BERLIN (Reuters) - It is as hard to imagine how the U.S. government could force American consumers to stop buying German cars as it is to conceive of the German government persuading Germans to buy U.S.-made cars, a key ally of Chancellor Angela Merkel said.
Juergen Hardt, the German government’s coordinator for transatlantic policies, said in an interview with Reuters that it was not possible for the government to try to intervene to reduce Germany’s trade surpluses and that economies perform better thanks to competition - rather than isolation.
“I don’t see any possibility of artificially reducing German trade surpluses,” said Hardt, the foreign policy expert in parliament for Merkel’s conservative Christian Democrats ahead of Merkel’s trip to meet U.S. President Donald Trump on Tuesday.
“Do we really want to try to force German citizens to buy American cars?” Hardt added. “Does the American president want to force Americans to stop buying German cars in the future? Do we want to artificially make German cars more expensive with taxes so that consumers buy more foreign products?”
The United States is Germany’s biggest single export destination and U.S. President Donald Trump has warned that his administration will impose a border tax of 35 percent on cars that German carmaker BMW BMWG.DE plans to build at a new plant in Mexico and export to the U.S.

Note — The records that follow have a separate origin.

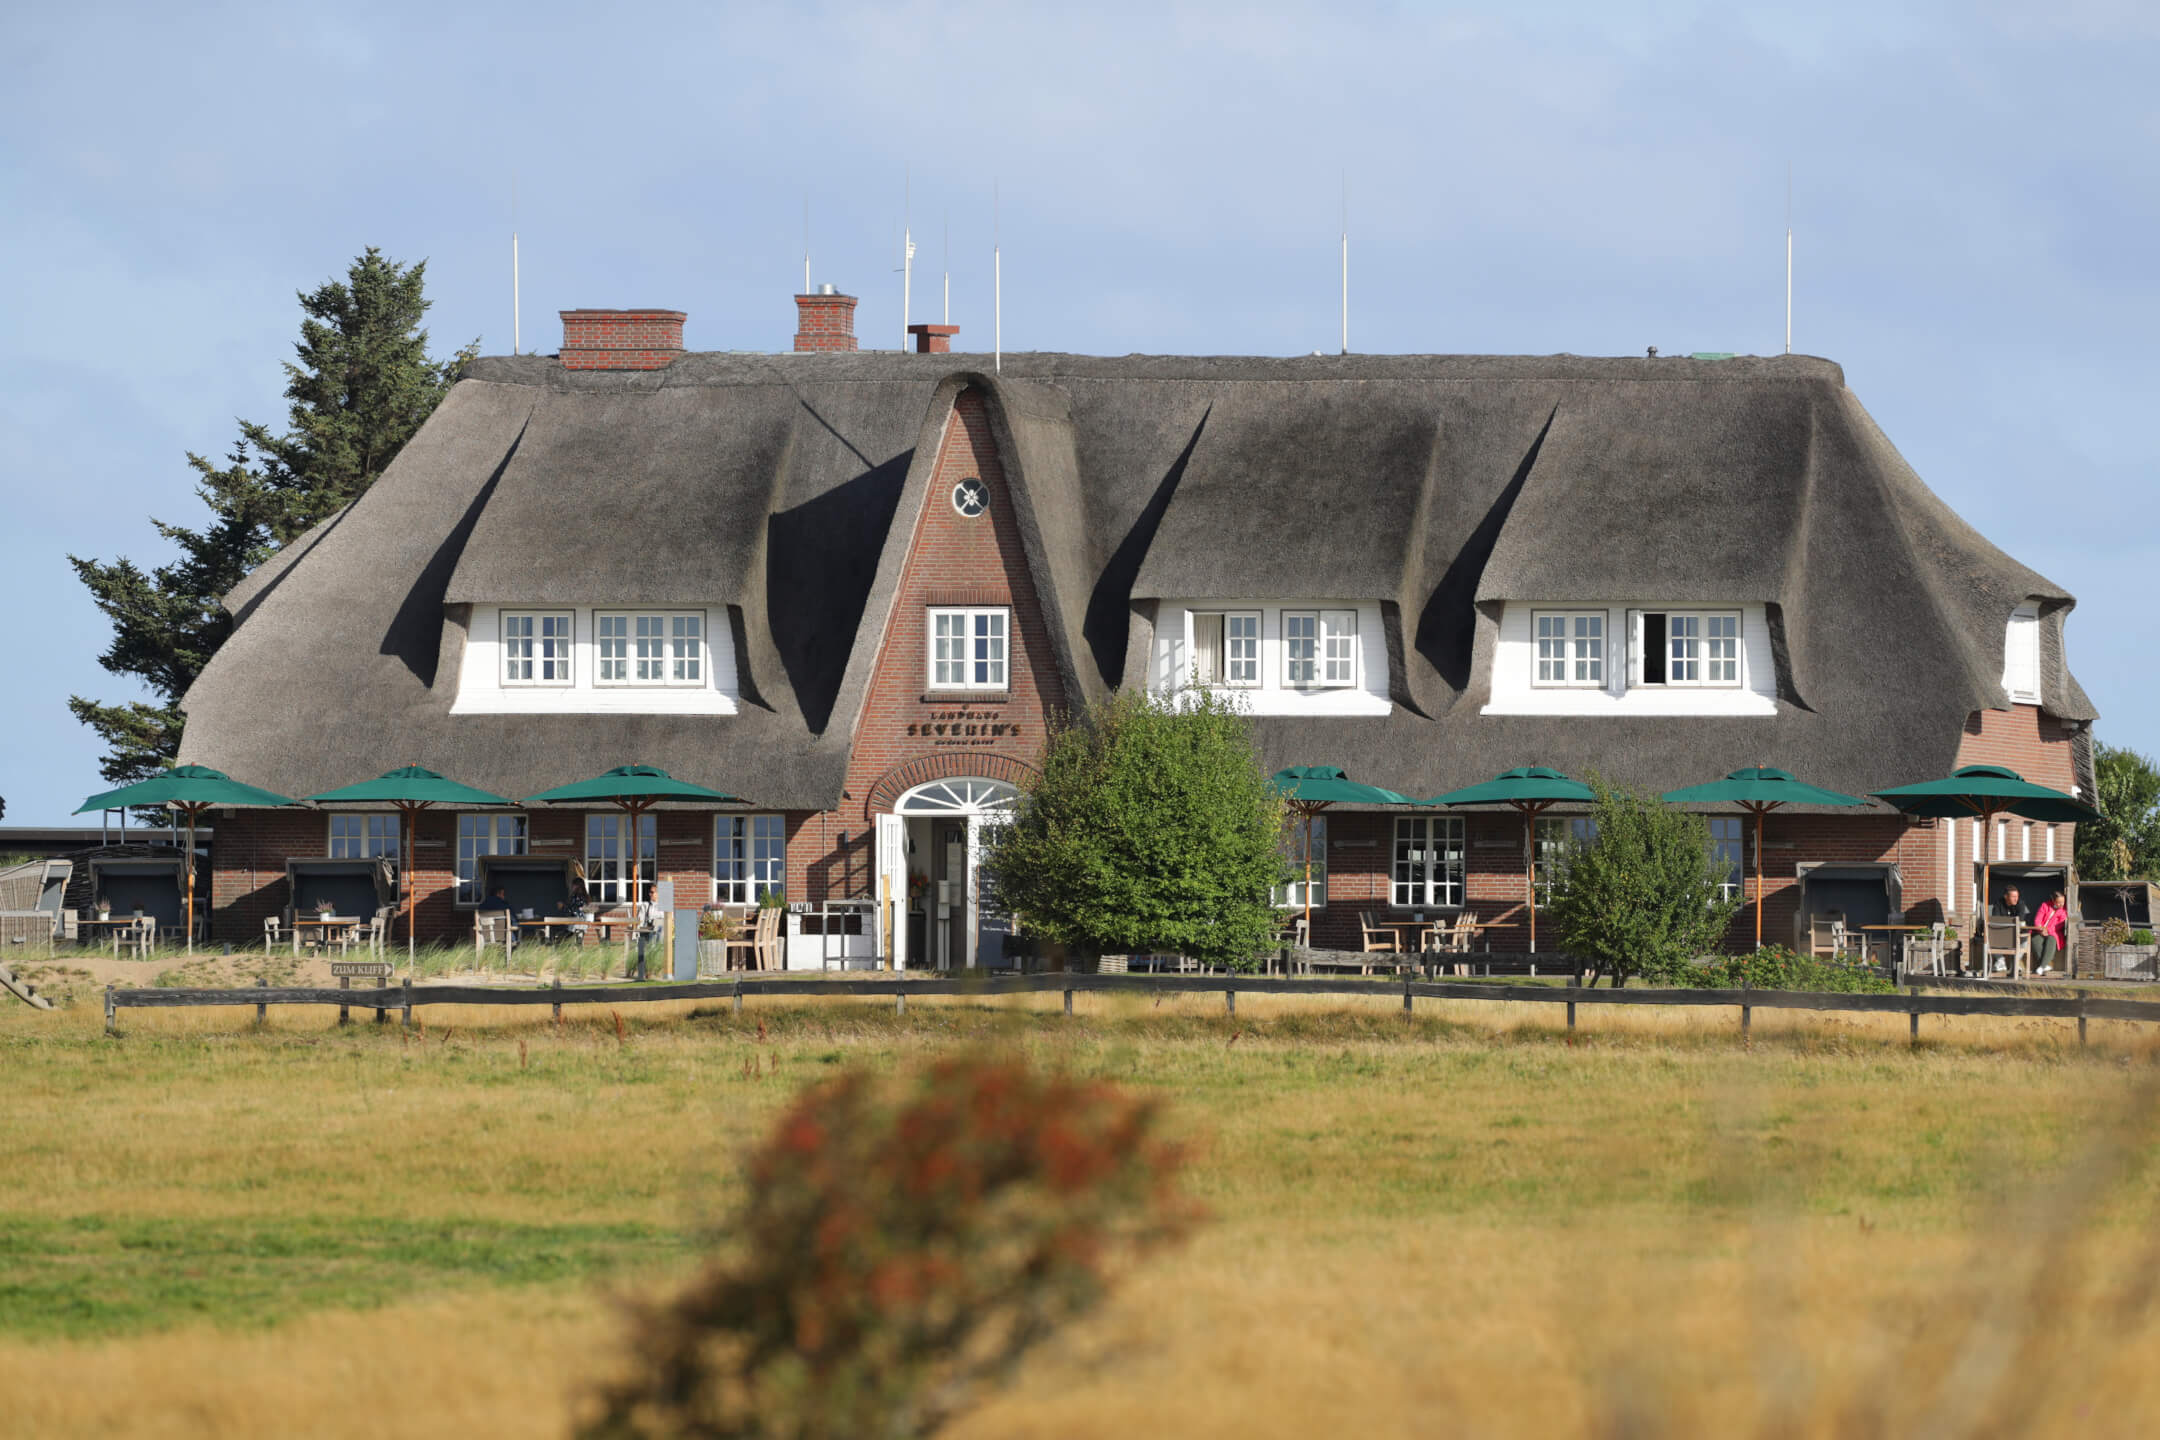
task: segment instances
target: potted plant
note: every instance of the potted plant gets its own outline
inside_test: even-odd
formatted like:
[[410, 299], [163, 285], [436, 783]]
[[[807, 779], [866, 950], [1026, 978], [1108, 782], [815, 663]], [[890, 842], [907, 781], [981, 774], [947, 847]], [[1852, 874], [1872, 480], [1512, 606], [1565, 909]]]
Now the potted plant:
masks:
[[742, 933], [742, 922], [717, 905], [708, 905], [698, 912], [698, 969], [720, 971], [727, 969], [728, 941]]
[[787, 909], [787, 893], [777, 888], [767, 890], [764, 894], [758, 896], [757, 903], [760, 910], [785, 910]]
[[331, 916], [335, 914], [337, 914], [337, 906], [331, 904], [328, 900], [317, 900], [315, 902], [316, 919], [328, 920]]
[[103, 895], [100, 895], [97, 897], [97, 899], [91, 901], [90, 903], [97, 908], [98, 919], [112, 919], [112, 901], [106, 899]]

Germany’s trade surplus climbed to a record high in 2016, rising to 252.9 billion euros ($270.05 billion), surpassing the previous high of 244.3 billion euros in 2015.
Dismissing criticism from Trump administration trade adviser Peter Navarro that Germany was exploiting a weak euro to gain a trade advantage, Hardt said the quality of German exports was the key to their success, not exchange rates.
As well as being foreign policy spokesman for Merkel’s conservative Christian Democratic Union, Hardt is also Germany’s senior parliamentarian on transatlantic relations and knows the direction of German government thinking.
Navarro, head of Trump’s new National Trade Council, had accused Germany of using a “grossly undervalued” euro to gain a competitive advantage.
Navarro said on Monday the $65 billion U.S. trade deficit with Germany was “one of the most difficult” trade issues, and bilateral discussions were needed to reduce it outside of European Union restrictions.
On Monday he depicted chronic trade deficits as a threat to national security and said the Trump administration would seek to “reclaim” parts supply chains that had moved overseas.
German Finance Minister Wolfgang Schaeuble on Tuesday firmly rejected the U.S. criticism, setting the stage for a heated debate on trade when G20 policymakers meet next week in the German spa town of Baden-Baden.
Hardt also defended Germany’s strong trade performance as the result of the competitiveness of the country’s industry.
“German products are almost always the most expensive in any given segment,” said Hardt. “German companies are competing with quality as their argument and not any kind of price dumping.”
He added that if the United States wants to become truly “great” again, then it should stand up to the global competition and not allow it to be weakened through isolation.
“That’s actually an economic truism which one needs to remind some people in Washington about,” added Hardt.